Ramazan sonrasında beslenmeye özen gösterilmesi gerektiğini vurgulayan uzmanlar, önemli tavsiyelerde bulunuyorlar.

Diyetisyen Semira Avcı, oruç tutan bireylerin beslenme alışkanlıklarında değişiklikler olduğunu belirterek, Ramazan sonrasında beslenmeyle ilgili dikkat edilmesi gereken konuları İLKHA'ya aktardı.

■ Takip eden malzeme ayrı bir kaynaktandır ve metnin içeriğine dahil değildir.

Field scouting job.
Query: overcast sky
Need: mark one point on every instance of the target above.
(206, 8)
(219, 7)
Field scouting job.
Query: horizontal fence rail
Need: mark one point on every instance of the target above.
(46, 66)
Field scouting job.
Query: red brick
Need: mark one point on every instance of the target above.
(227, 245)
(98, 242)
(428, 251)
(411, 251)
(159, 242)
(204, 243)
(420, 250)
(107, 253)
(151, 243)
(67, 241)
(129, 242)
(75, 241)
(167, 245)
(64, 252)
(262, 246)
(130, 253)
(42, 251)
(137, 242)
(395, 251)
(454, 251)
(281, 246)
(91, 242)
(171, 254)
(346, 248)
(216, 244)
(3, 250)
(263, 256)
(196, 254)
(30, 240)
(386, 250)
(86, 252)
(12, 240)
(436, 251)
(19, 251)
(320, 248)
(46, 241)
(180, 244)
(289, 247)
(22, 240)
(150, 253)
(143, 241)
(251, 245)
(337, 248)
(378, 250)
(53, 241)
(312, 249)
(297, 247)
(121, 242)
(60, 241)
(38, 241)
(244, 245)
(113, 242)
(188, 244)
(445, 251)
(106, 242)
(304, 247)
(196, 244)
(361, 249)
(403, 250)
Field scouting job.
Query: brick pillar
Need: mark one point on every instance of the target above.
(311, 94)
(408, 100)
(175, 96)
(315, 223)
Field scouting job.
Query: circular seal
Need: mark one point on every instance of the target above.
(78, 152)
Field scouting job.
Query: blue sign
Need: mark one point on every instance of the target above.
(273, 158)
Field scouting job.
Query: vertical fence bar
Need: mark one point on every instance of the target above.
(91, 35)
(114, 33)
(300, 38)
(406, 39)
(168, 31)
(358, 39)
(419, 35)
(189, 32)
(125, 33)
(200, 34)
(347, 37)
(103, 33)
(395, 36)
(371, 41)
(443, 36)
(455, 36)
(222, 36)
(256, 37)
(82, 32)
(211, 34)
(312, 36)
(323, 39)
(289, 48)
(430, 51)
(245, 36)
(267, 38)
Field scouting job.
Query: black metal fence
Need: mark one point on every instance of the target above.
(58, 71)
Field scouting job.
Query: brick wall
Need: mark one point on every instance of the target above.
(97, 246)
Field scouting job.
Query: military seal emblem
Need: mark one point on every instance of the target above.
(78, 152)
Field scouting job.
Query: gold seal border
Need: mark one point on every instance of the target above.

"Güne kahvaltıyla başlamalıyız"

Avcı, "Ramazan ayında oruç tutan bireylerin beslenmesinde değişiklikler oluyor. Oruç açıldıktan sonra bu bireylerde daha fazla yeme isteği görülebiliyor. Alışkın olmayan mideyi, yavaşlayan sindirim sistemini birdenbire zorlamamak önemlidir, çünkü sindirim sistemini aniden zorlamak, hipertansiyon, ishal, reflü gibi sorunlara yol açabilir. Her zamanki gibi bayram sonrasında güne kahvaltıyla başlamalıyız çünkü kahvaltı yapmak, gün içinde daha enerjik hissetmenizi sağlayacaktır. Ayrıca sinir sistemine ani bir yüklenmeden kaçınacaktır." şeklinde konuştu.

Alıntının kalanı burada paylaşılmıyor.